Kenneth Ng stepped foot into the ASUC Office of Academic Affairs before he even set foot on campus — now, he runs the place. However, in order to fill these new shoes, he’ll have to work both with and against the administrative bureaucracy that is UC Berkeley.
Ng launched his campaign last spring on platforms of academic reform and elevating student voices. Starting off strong, Ng claims his first goal is to wrap up that of his predecessor and put minors on diplomas — the class of 2024 will be the best judge of whether or not that goal was successful.
Another target of Ng’s campaign was to eliminate fees for dropping and adding classes past the stated deadlines — $10 per course dropped after the Friday of the second week of instruction and $5 per course added after the Friday of the third week.
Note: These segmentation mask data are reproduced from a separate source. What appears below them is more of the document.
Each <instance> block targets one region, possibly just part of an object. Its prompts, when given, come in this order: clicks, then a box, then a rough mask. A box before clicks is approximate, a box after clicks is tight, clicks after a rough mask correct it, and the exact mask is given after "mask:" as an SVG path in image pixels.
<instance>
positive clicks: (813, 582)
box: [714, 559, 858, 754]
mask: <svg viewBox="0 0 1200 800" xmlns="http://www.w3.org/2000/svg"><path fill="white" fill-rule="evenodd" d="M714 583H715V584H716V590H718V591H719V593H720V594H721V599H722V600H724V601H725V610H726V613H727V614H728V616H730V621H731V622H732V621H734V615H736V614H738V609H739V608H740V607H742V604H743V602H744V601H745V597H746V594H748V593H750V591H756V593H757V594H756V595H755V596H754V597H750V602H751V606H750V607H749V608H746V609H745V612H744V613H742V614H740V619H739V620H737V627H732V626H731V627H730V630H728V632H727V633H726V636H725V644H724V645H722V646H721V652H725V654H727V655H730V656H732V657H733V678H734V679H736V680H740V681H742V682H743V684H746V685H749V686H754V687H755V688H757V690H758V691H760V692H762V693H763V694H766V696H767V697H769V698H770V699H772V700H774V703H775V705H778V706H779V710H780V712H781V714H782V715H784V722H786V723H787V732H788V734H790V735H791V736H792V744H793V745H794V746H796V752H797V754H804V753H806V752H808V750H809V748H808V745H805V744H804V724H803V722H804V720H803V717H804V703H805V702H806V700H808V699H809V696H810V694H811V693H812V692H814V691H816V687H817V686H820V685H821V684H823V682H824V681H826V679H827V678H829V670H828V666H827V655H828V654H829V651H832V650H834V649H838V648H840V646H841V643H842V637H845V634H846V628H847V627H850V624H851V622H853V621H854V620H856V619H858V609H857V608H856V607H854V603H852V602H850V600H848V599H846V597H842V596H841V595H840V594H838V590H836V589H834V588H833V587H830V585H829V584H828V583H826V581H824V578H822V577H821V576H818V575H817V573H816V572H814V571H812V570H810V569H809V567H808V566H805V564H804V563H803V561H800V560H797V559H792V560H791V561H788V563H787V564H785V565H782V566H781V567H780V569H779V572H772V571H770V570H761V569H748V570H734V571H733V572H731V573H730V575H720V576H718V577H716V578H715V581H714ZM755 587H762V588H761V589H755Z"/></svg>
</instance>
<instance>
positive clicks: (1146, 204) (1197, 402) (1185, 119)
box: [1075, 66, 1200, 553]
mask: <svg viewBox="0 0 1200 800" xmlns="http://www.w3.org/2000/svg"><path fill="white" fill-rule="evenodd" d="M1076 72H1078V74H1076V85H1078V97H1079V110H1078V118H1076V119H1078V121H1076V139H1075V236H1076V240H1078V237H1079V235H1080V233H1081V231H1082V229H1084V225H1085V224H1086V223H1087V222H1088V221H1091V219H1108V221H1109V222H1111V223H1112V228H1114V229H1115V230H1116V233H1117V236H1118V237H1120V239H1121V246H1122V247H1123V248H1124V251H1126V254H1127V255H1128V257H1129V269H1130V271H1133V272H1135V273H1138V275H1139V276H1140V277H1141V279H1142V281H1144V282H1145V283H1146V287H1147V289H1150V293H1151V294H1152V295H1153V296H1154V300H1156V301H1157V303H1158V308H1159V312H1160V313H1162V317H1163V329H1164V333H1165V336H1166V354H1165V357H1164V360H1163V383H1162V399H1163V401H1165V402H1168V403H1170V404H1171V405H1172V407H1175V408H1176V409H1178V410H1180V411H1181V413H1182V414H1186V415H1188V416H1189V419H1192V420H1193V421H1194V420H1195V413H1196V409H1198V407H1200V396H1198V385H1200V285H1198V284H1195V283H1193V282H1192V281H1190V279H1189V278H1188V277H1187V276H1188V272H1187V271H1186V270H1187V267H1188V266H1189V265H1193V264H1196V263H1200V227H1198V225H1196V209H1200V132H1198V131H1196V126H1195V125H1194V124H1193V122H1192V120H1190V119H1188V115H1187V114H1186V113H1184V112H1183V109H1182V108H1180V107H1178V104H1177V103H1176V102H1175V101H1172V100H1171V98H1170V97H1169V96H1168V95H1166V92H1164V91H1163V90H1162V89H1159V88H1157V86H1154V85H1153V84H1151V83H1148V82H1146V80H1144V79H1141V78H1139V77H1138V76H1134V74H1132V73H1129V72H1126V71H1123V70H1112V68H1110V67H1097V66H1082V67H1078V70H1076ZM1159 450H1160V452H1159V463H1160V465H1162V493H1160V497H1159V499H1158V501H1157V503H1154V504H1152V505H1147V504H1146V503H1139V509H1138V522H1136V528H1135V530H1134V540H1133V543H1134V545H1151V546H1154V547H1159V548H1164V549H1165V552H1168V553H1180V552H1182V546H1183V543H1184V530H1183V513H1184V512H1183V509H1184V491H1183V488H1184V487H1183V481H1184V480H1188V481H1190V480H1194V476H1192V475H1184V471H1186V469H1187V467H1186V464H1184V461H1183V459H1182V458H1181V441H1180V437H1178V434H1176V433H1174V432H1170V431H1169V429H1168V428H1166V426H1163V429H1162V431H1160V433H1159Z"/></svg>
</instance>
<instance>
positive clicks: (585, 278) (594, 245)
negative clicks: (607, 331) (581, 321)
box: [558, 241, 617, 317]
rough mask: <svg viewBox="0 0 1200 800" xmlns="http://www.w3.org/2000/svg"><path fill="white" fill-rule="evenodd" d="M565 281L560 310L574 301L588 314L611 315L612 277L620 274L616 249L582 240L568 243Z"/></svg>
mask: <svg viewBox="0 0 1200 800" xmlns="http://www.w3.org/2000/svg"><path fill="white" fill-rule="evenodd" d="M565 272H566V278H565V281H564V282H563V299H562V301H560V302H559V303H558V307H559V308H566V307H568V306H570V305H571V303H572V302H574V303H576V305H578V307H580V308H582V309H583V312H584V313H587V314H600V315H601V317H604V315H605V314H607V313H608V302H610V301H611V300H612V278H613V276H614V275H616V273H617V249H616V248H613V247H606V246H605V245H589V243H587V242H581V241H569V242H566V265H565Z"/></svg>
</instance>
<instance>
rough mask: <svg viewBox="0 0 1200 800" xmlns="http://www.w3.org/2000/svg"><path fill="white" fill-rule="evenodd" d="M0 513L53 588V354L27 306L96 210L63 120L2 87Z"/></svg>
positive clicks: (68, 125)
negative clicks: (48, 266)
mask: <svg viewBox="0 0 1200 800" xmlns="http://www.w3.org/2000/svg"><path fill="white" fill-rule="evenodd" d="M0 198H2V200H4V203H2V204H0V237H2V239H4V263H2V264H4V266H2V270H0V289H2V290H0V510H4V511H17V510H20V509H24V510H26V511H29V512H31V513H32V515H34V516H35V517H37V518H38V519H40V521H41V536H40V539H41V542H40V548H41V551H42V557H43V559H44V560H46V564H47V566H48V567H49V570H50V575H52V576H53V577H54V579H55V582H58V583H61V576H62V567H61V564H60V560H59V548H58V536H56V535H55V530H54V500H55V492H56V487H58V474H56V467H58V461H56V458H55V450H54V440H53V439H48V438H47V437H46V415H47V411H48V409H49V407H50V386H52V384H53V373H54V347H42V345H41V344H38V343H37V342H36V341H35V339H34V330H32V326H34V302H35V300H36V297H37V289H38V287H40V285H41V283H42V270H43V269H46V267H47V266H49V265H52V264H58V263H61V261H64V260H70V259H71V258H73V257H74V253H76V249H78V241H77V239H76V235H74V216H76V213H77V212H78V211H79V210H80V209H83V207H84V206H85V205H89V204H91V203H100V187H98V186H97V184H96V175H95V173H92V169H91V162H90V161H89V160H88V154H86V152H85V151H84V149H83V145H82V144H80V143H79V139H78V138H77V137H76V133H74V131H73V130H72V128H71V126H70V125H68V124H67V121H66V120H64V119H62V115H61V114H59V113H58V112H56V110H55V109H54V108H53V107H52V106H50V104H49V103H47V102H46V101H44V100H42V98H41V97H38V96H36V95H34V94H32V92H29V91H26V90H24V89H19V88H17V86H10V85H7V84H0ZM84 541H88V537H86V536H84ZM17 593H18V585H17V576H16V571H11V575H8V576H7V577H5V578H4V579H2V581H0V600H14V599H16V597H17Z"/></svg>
However, according to Ng, elimination of the fee is currently in “bureaucratic purgatory.” Having passed the initial stages of approval, the fee removal is being deliberated by the Council of Undergraduate Deans at the request of Chancellor Carol Christ. Though Ng is confident that he has the numbers, the true test of his leadership will be found in his response to a potentially unfavorable outcome.
The other portion of his platform — elevating student voices and rebuilding trust in the ASUC — has hit a more tangible roadblock. Though Ng emphasized his strong relationship and regular meetings with administrative officials, he acknowledged that a lot of decisions continue to be made without student input and hopes to change that.
To do so, he plans to create a liaison program in which his office builds two-way relationships with students in each college.
However, it has proved much easier to connect with students who are already leaders or representatives within said colleges, such as the Haas Business School Association, the Engineering Student Council and the College of Environmental Design Undergraduate Student Council.
Lack of a formal leadership structure, Ng added, poses an additional challenge in reaching students in colleges such as Letters and Science. For such instances, Ng said he is reaching out to student organizations to establish more formal lines of communication.
Yet maintaining those relationships, hearing student concerns and communicating those concerns to those in power is a whole other feat that Ng must take on if he is to truly center students.
His remaining platforms — increasing accessible course content, reducing general education requirements and expanding the limit for pass/no pass lower division courses — seem to be longer-term goals that once again involve many more decision-makers than him alone.
Though his term has only just begun, it seems Ng has a firm grasp on the bureaucracy he faces and the tools at his disposal to make the changes students wish to see.